The dynamics of the health care marketplace changed after the rollout of the Affordable Care Act. The proceeds of the excise tax would help Marketplace policyholders, Medicare, and Medicaid users too.
Shaping the Marketplace
The existence of the Cadillac tax may move some insurers to stop writing policies that exceed the guidelines. The market for a plan that will cost the sponsor an additional 40 percent in taxes is unlikely to materialize. The Cadillac tax provided a reason for employers that wished to switch employees into other forms of coverage.

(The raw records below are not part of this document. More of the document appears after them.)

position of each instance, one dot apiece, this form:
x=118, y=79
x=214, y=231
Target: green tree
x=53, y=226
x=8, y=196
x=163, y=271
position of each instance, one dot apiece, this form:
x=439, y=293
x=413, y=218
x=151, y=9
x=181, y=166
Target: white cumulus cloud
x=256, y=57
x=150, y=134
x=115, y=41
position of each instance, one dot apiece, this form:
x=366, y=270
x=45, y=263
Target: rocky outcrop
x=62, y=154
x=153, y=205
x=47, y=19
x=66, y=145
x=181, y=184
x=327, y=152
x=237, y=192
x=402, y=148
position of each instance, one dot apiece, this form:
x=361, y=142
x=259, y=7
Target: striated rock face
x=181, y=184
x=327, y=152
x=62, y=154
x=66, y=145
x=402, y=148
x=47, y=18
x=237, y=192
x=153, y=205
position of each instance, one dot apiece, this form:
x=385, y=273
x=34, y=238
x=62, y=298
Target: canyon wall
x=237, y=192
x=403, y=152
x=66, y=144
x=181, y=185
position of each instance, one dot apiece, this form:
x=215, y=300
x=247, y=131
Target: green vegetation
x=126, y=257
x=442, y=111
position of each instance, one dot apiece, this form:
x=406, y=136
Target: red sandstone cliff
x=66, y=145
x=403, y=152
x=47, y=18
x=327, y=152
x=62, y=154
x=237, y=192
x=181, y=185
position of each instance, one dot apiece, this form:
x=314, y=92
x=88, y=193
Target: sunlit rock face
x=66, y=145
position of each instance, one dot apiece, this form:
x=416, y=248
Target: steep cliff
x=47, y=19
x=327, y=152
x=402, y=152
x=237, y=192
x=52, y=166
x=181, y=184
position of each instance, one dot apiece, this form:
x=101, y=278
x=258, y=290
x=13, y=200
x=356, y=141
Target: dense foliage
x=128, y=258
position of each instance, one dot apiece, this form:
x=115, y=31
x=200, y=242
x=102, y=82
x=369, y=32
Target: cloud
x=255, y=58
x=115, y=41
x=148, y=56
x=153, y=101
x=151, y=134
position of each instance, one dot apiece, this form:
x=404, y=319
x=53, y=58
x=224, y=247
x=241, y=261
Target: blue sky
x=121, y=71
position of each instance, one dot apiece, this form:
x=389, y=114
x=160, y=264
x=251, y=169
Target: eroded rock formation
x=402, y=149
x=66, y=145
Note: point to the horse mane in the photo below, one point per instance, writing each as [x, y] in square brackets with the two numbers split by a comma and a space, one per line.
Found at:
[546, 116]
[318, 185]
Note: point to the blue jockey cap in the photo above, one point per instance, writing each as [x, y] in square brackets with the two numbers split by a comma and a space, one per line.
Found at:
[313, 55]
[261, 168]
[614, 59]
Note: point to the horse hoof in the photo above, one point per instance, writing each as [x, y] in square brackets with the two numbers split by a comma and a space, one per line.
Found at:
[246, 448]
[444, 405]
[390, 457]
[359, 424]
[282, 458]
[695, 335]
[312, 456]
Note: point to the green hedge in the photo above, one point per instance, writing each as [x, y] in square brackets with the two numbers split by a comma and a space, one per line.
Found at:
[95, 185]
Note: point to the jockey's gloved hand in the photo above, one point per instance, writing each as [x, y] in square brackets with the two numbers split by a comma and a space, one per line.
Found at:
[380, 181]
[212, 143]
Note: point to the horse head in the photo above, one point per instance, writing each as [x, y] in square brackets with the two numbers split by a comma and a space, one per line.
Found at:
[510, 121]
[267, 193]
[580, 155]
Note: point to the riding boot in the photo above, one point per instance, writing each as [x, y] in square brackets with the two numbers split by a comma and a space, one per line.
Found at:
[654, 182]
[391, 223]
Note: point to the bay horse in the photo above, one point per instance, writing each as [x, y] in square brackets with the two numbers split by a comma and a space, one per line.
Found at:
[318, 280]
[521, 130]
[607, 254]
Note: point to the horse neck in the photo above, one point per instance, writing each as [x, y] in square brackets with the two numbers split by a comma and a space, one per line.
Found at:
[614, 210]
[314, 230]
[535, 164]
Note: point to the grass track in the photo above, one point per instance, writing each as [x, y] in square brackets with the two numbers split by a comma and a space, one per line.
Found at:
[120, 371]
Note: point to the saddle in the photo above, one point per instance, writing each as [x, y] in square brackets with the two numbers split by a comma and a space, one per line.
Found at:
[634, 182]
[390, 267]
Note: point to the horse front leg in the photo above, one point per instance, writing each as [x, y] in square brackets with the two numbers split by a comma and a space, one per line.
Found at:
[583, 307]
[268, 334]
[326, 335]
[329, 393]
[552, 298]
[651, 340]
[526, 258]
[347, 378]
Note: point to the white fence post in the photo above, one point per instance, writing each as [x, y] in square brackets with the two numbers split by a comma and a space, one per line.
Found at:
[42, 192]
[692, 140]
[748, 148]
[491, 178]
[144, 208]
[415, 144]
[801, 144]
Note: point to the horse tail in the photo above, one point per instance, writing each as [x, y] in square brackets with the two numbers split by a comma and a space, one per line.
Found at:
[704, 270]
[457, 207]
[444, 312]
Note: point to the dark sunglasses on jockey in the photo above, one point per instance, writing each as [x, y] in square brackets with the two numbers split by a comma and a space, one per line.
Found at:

The frequent option is a high-deductible plan with a health savings account or employer arrangement. Businesses fear that dropping health coverage for employees would put them at a competitive disadvantage with other firms for talent. Businesses also understand the rewards from the investment in employee health.
Collective Bargaining and the Cadillac Tax
In some industries, unions struggled for years to gain exceptional benefits and coverage for their members. The results were wages and benefit packages that reflected the years or decades of negotiated arrangements. The Cadillac tax strikes at the heart of these hard-won deals.
The interference with collective bargaining may be the unintended consequence of the provision, but the impact would be immediately felt at the bargaining table.
Employers and insurers would seek to pass on the excise tax to employees and the public.
Braking the Price Inflation Cycle
The Cadillac tax would initially affect few people. One estimate was as low as six percent. In an inflationary period, insurance prices would rise until many more plans would reach the threshold for the Cadillac tax.
With a 40 percent payment as an incentive, the economists believe that prices would turn down and insurers would find lower priced products for employers. Employers have choices including raising deductibles and offering assistance with expenses.
The Cadillac Tax Tries to Even the Playing Field
The overall impact of Cadillac plans is to drive up the price of medical care. In some markets, it may reduce the available medical services by price discrimination. The lavish plans with little or no out-of-pocket expense create a consumer behavior that is indifferent to prices paid for their medical care.
They do not shop for the best price and don‘t hesitate to use medical services for the slightest reason.
The Cadillac tax would plow back into the public funds for those with lower incomes to increase the benefits and financial assistance available in the Obamacare Marketplace.
Comparison shopping is the proven method for finding high-value health insurance coverage. Using comparison shopping one can go far beyond premiums to find the true costs of insurance.